Seguindo o histórico de sua escola, o Fasb deixou claro há duas semanas, com a divulgação de uma minuta que entrou em audiência pública, que defende uma abordagem que aumenta a abrangência do registro dos instrumentos financeiros pelo valor de mercado (valor justo), enquanto o Iasb já emitiu uma nova norma, o IFRS 9, que admite com maior flexibilidade o uso do método do custo amortizado (marcação do papel pela curva), o que deve reduzir a volatilidade dos balanços em momentos de crise.

Os especialistas não consideram que essa divergência seja insolúvel, mas entendem que, se o objetivo for alcançar um único padrão contábil internacional de alta qualidade, algum dos lados terá que ceder, ou os dois.

Eventuais mudanças que o Fasb possa fazer no US Gaap não interferem no novo padrão de contabilidade brasileiro, que tem como base as IFRS, ressalta a presidente do Instituto dos Auditores Independentes do Brasil (Ibracon), Ana María Elorrieta.

No entanto, ela admite que tanto a minuta proposta pelo órgão americano, como os comentários recebidos durante a audiência pública, podem influenciar a regulamentação do Iasb.

O IFRS 9 foi emitido em agosto, com permissão para adoção antecipada, mas com o uso obrigatório previsto apenas para o exercício de 2013. Diante disso, uma mudança na regra até poderia ser feita, mas não seria algo trivial, uma vez que África do Sul, Austrália, Nova Zelândia e algumas empresas japonesas já estão usando o novo sistema.

Também não seria fácil para o Iasb simplesmente ignorar todo o processo de audiência pública conduzido para elaborar o IFRS 9 e dizer que mudou de ideia após ouvir a opinião do Fasb.

Nesse sentido, o Iasb pediu que todos os agentes envolvidos com o IFRS nos mais de 120 países que adotam mo modelo se manifestem na consulta feita pelo órgão americano. A esperança é que, ao perceber a reação do mercado à sua proposta, o Fasb possa rever o texto sugerido.

Segundo o professor Eliseu Martins, representante da Fipecafi no Comitê de Pronunciamentos Contábeis (CPC), a minuta apresentada pelo Fasb expande o uso do valor justo para quase todos os instrumentos financeiros, como carteiras de recebíveis e de empréstimos, que nos sistemas contábeis usados até agora podiam ser marcados pela curva, caso fossem mantidos até o vencimento. “Parece que depois de toda essa discussão sobre valor justo, o Fasb concluiu não só que ele não foi responsável pela crise financeira, como quer expandir seu uso”, diz o professor, que destaca que as diferenças em relação ao modelo proposto no IFRS “são grandes”.

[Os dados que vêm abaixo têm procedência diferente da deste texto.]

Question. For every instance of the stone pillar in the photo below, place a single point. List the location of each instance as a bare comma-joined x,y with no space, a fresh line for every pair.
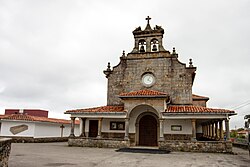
227,129
99,135
221,135
72,131
207,130
216,130
161,129
193,130
82,134
212,130
126,137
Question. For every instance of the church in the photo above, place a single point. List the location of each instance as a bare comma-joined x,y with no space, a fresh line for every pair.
150,103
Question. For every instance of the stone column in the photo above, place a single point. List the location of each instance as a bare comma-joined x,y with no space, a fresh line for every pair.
72,131
99,135
126,137
193,130
227,129
82,134
212,130
161,129
221,135
216,130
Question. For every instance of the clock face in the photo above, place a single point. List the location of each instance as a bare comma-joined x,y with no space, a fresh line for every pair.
148,80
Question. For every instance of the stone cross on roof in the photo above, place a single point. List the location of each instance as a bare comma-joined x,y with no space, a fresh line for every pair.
148,18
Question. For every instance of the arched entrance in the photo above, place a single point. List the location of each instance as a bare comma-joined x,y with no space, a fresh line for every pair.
148,131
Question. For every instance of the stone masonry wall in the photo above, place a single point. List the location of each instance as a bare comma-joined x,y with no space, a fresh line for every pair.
171,77
101,143
199,146
5,147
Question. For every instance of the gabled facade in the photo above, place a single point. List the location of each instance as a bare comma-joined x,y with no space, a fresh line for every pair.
150,99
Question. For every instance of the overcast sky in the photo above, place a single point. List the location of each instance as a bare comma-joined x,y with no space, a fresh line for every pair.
53,53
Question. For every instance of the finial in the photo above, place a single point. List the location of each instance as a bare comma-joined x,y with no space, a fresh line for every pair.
108,69
190,63
148,18
174,53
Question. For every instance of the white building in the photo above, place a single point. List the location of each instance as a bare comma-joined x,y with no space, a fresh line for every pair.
19,125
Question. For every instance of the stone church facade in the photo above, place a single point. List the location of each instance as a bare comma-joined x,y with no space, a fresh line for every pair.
150,103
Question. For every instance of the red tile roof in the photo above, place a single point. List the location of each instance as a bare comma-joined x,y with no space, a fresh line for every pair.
99,109
197,97
36,119
195,109
144,93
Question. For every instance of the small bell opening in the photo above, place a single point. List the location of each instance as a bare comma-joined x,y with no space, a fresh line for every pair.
142,49
154,48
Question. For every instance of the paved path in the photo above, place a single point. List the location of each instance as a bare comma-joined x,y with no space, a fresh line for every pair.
60,155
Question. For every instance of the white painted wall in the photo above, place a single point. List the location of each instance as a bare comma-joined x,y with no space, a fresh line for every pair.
185,123
37,129
53,130
7,124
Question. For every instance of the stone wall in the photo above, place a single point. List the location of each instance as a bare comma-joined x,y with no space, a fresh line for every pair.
199,146
177,137
5,147
101,143
171,76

Se o Iasb for convencido a seguir pelo mesmo caminho do Fasb, isso mudaria bastante não só o balanço dos bancos, como das empresas não financeiras brasileiras, diz Eliseu.

Se o plano A de convergência total entre o IFRS e US Gaap não der certo, não está descartado um caminho de meio termo. O plano B teria como base aproximar a contabilidade em quase todos os pontos e apresentar uma breve reconciliação com as diferenças. Nesse cenário, há expectativa de que a Securities and Exchange Commission (SEC) poderia permitir a adoção do IFRS pelas empresas americanas mesmo sem a convergência total.


Brasil deve estar atento a regras internacionais

Fernando Torres, de São Paulo
09/06/2010

Os agentes brasileiros envolvidos com a implementação do padrão contábil IFRS devem participar não apenas das consultas públicas feitas pelo Conselho de Normas Internacionais de Contabilidade (Iasb) como também daquelas promovidas pelo congênere americano Fasb.

Essa é a opinião da presidente do Instituto dos Auditores Independentes do Brasil (Ibracon), Ana María Elorrieta, que lembra que existe um grupo de trabalho formado pelas entidades que formam o Comitê de Pronunciamentos Contábeis (CPC) que está envolvido nesse processo.

“O Brasil tem que participar sim. Temos que contribuir para garantir uma melhor qualidade, não apenas em relação a essa norma de instrumentos financeiros como para qualquer outra”, afirma Ana María.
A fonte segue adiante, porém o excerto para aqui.